Ruby project to access Microsoft Ngram data
September 3, 2010
Posted by on
I am pleased to announce the availability of a Ruby library to access the Microsoft Ngram data. This data currently includes 1,2,3,4 gram data for anchor text, 1,2,3 gram data for body text, 1,2,3,4 gram data for page titles, and 1,2,3 gram data for queries, collected in June 2009. See the Bing/MSR Ngram data page for general information. Although I am a Microsoft employee, this software is provided by me, not Microsoft.

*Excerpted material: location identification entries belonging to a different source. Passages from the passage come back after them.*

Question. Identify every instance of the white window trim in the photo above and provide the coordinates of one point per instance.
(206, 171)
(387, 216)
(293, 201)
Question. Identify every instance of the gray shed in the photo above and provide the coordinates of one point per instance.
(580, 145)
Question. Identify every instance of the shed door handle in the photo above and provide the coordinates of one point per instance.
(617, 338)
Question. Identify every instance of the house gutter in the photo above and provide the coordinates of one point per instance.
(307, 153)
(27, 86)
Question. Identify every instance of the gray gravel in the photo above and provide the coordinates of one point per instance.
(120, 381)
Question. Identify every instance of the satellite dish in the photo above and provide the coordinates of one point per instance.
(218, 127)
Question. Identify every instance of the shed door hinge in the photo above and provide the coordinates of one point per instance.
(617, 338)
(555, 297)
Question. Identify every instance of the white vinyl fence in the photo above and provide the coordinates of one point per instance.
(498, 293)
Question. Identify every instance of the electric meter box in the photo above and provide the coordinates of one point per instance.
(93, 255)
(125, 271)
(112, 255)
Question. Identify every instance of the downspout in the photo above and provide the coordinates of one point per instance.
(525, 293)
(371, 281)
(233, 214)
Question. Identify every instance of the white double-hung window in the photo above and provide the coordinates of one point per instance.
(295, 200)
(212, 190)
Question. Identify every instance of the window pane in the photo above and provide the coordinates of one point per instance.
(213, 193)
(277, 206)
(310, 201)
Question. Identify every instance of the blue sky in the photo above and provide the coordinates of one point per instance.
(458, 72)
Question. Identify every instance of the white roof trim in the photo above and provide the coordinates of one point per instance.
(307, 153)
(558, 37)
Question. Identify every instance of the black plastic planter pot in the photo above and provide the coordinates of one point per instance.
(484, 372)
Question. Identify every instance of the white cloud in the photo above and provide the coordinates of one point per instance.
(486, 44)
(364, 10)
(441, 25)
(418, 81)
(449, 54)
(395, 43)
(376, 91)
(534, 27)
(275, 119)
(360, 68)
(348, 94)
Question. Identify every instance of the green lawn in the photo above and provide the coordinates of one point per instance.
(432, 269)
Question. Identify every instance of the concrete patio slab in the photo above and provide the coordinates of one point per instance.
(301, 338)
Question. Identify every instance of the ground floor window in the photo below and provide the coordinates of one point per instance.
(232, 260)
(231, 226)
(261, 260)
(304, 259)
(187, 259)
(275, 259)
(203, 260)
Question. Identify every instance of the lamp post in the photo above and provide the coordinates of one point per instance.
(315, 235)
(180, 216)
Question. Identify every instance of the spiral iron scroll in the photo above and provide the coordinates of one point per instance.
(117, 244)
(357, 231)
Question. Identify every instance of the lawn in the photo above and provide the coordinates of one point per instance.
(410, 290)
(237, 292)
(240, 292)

Microsoft provides a SOAP API, and a Python REST-based library, but this is (I think) the first Ruby library. You can get a copy at Github.com: http://github.com/willf/microsoft_ngram.
I hope, in the days to come, to write some example programs that show the power of this data resource for research. But, to whet the appetite, should we parse “Boston cream pie” as [Boston [cream pie]] or [[Boston cream] pie]? That is, a cream pie made in the Boston style, or a pie made with Boston cream? If the former, “cream pie” should be more frequent than “Boston cream”; if the later, the opposite.
> MicrosoftNgram.new(:model => ‘bing-body/jun09/2’).jps([‘boston cream’,’cream pie’]) => [[“boston cream”, -7.231685], [“cream pie”, -6.027882]]
These are log probabilities. This model suggests [Boston [cream pie]] is the correct bracketing.